Membro do colectivo Janus, sediado em Berlim, Morgan e companhia têm vindo a edificar um historial de festas tão originais quanto essenciais à movida nocturna da cidade. Alterando as percepções habituais entre o underground e o comercial, o real e o virtual ou entre o homossexual e o heterossexual (atentem ao título do EP), o universo do evento acaba por ser também espelhado neste disco. Provocador, mas igualmente emocional, Lotic parece querer agitar um pouco as águas trazendo à costa alguma espécie de pureza e liberdade em que a música se afirma, afinal, como veículo privilegiado. De exercícios R&B a infusões techno, o animal mecânico de Heterocetera estranha-se e entranha-se sem avisos ou permissões. Os mais atentos deverão reconhecer o sample ultra adulterado do clássico “The Ha Dance” dos Masters At Work (imensamente mencionado nos dias que correm) logo durante os primeiros segundos do tema título. O acto de remexer na memória colectiva reforça a sua posição de enfant terrible embora possa ser entendido como um elo de ligação imediato com o ouvinte de modo a que a partida ao real desconhecido então aconteça. Apesar da toada vigorosa de ruídos e ritmos disfuncionais, o mood destes cinco temas varia entre o confrontante e o confessional com abertas melódicas deslumbrantes (no caso de “Slay” e “Underneath”).
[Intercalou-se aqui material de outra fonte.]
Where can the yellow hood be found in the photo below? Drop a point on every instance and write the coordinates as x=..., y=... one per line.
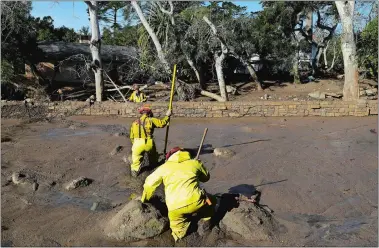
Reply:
x=179, y=157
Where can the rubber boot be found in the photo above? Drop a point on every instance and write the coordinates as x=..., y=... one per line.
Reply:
x=204, y=227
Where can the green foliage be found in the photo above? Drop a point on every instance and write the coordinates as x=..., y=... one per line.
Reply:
x=7, y=72
x=368, y=48
x=47, y=32
x=126, y=36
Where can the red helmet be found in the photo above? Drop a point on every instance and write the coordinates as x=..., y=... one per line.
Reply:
x=172, y=151
x=145, y=110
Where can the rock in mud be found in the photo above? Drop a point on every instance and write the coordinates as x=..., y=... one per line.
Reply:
x=79, y=182
x=223, y=152
x=23, y=180
x=116, y=150
x=127, y=159
x=250, y=222
x=317, y=95
x=136, y=221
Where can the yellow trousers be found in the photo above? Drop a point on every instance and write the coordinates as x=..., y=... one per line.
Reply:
x=180, y=219
x=139, y=147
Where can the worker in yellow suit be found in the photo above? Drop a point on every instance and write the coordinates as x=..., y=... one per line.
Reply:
x=141, y=136
x=137, y=95
x=184, y=197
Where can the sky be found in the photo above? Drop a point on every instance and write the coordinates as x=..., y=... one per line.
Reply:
x=73, y=14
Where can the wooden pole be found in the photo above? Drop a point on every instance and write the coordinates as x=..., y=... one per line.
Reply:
x=170, y=108
x=201, y=143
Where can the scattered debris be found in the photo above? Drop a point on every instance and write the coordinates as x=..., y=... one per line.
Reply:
x=5, y=139
x=120, y=134
x=79, y=182
x=136, y=221
x=317, y=95
x=223, y=152
x=116, y=150
x=340, y=76
x=231, y=89
x=335, y=95
x=35, y=186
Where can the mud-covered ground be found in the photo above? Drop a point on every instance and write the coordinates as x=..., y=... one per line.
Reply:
x=319, y=175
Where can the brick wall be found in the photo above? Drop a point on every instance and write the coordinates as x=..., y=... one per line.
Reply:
x=208, y=109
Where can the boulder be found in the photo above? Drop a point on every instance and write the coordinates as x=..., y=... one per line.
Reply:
x=79, y=182
x=223, y=152
x=317, y=95
x=231, y=89
x=250, y=222
x=136, y=221
x=24, y=180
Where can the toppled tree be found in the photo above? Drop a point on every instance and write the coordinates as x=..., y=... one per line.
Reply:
x=185, y=91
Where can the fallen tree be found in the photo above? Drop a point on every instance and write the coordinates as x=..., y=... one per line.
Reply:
x=58, y=51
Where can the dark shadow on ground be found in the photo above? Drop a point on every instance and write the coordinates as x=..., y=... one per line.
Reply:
x=206, y=149
x=245, y=143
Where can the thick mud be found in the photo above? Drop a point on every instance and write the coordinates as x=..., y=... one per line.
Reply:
x=319, y=175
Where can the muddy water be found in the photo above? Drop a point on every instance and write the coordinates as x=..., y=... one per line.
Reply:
x=319, y=175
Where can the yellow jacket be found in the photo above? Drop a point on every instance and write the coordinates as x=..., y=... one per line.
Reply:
x=141, y=97
x=144, y=127
x=180, y=176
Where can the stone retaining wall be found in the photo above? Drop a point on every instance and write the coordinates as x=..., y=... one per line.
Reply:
x=204, y=109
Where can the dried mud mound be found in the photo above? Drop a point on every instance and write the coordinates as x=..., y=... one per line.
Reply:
x=136, y=221
x=250, y=222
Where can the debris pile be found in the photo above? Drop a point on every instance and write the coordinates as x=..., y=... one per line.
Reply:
x=250, y=222
x=136, y=221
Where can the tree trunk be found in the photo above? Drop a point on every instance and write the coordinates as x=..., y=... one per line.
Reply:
x=325, y=55
x=211, y=95
x=319, y=53
x=219, y=59
x=114, y=22
x=59, y=50
x=334, y=57
x=346, y=13
x=153, y=36
x=95, y=47
x=295, y=68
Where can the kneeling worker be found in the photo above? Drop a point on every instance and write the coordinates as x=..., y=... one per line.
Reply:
x=141, y=136
x=184, y=197
x=137, y=95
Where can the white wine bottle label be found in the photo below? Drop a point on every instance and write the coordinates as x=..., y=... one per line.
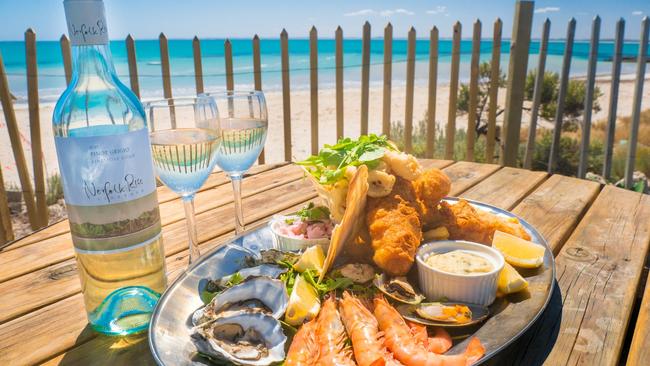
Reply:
x=86, y=22
x=110, y=190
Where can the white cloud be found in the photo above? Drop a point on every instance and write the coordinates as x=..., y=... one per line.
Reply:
x=548, y=9
x=359, y=13
x=389, y=12
x=440, y=9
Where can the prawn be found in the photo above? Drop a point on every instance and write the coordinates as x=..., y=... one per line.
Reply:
x=407, y=350
x=304, y=347
x=440, y=342
x=367, y=341
x=331, y=336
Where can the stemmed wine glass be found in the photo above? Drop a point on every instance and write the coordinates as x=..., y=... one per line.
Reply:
x=244, y=123
x=185, y=136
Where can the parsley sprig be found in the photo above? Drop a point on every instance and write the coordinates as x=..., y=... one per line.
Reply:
x=329, y=166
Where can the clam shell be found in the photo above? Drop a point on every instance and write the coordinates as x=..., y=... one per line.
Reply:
x=272, y=293
x=479, y=314
x=266, y=326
De ambiências negras em jeito de pós-euforia e/ou pré-turpor, Lotic alinha-se com relativa facilidade à produção mais familiar da Tri Angle com afinidades a companheiros de casa como Evian Christ, Holy Other ou The Haxan Cloak, ainda que este seja o contributo inaugural para o selo nova-iorquino. Isolado de contextos, Heterocetera soa a coisa demasiado fervilhante para não ser escutada e absorvida como merece.